Rock the Back of the House: Nashville Chefs Name Favorite Music To Cook To



It's been said that chefs are the new rock stars. Heck, there are even a number of former rock stars who've become chefs. (Check out this Saveur article on the topic, titled "Kitchen Punks.")

There are parallels between the chef and rock-star vocations: long hours, years of apprenticeship and often low pay. Changing “set lists” from night to night. Performing to the best of one's ability, whether the paid crowd that night is 30 or 300. Oh, and there's this: Chefs, like rock stars, seem to really love music.

“Yeah, we listen to music here in the restaurant,” says Josh Habiger of The Catbird Seat (pictured right with co-chef Erik Anderson, far right). “I think part of the experience here is that people [are in] our kitchen. We choose what they eat, what they drink, and what they hear. We definitely listen to the music a lot louder before we open. The content is not always noisier, though.

“For service, we put together playlists that are intended to correspond with the pace of the room at the time, so generally we start off with some quieter stuff: Americana, Tom Waits, Vic Chesnutt, Will Oldham. And then we move into louder and faster stuff. The busier part of the night will get to Fugazi, The Minutemen, The Pixies, The Hold Steady, and such. Then we sort of wind back to mellower things like Andrew Bird and Tortoise," Habiger adds.
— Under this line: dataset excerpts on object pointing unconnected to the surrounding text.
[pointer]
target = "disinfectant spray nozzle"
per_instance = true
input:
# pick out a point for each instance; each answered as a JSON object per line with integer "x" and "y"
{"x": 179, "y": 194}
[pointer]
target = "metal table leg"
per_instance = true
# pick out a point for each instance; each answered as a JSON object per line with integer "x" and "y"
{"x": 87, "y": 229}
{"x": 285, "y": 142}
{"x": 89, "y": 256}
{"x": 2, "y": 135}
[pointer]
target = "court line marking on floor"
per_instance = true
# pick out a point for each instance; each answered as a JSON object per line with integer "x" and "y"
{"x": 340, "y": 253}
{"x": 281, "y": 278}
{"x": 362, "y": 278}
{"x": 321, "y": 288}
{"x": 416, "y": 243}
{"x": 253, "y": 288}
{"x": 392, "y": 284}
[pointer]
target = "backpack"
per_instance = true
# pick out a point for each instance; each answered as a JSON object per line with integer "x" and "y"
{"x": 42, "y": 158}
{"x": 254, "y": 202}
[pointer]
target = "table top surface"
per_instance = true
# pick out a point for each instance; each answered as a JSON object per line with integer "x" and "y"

“I think I have listened to music in every kitchen I've worked in except Bouchon in Napa,” says Ashley Quick, formerly of Flyte, who now works in the kitchen at the Capitol Grille. “At the Fat Duck we had one radio for two kitchens. The first person in would have to steal the radio for the day's tunes.

“During prep it doesn't really matter how fast or heavy the tunes are, it just depends on the mood of the staff," Quick says. "Sometimes really frantic music will make you not be able to concentrate or feel like you are going to freak out.”

Quick says he's into “everything from heavy Southern metal bands like Weedeater to Prince. I also like the Buena Vista Social Club and Miles Davis in the fall and winter. Anything from the '90s is good. Jawbreaker, Cracker, The Supersuckers, The Melvins ...”

Jeremy Barlow of Tayst says anyone who works back of the house can pick out music, but that he has ultimate say over trumping any selections: “My sous chef likes to listen to Lady Gaga, so that always gets cut off.”

Barlow, like most of the chefs spoken to, notes that Pandora is an increasingly popular tool, allowing the staff to select tuneage “depending on the mood of the day and what needs to get done.”

Will Uhlhorn of Table 3 Restaurant and Market says that music in the kitchen is “a communal situation,” but the right to bump is based on seniority.

“The bakers and a.m. sous are always listening to Buddy Holly and '50s and '60s doo-wop kind of stuff. We listen to that for about 20 more minutes, then it gets a lot more frantic,” he says. Frantic in this case includes The Pixies, Sonic Youth, and The Clash during prep time, and more laid-back sounds from the likes of Supertramp, Cheap Trick and ELO during break down time.

Verboten? “Radiohead!” Uhlhorn says. “And anything to do with anything like jam bands.” Newer acts Uhlhorn mentions as favorites include Ty Segall, Male Bonding, and Jay Reatard.

So, with all this cross-creative love going on, who would our chefs most like to serve in their restaurant? Uhlhorn mentions The Pixies/Frank Black. Quick mentions Willie Nelson, Gillian Welch and Mozart (“Why not, right?”) before saying he loves to cook for anybody. But most every restaurant in Nashville's seen at least a few celebrities, right?

“We’ve all served a bunch of musicians,” says Barlow. “We get a more excited about serving farmers and other chefs.”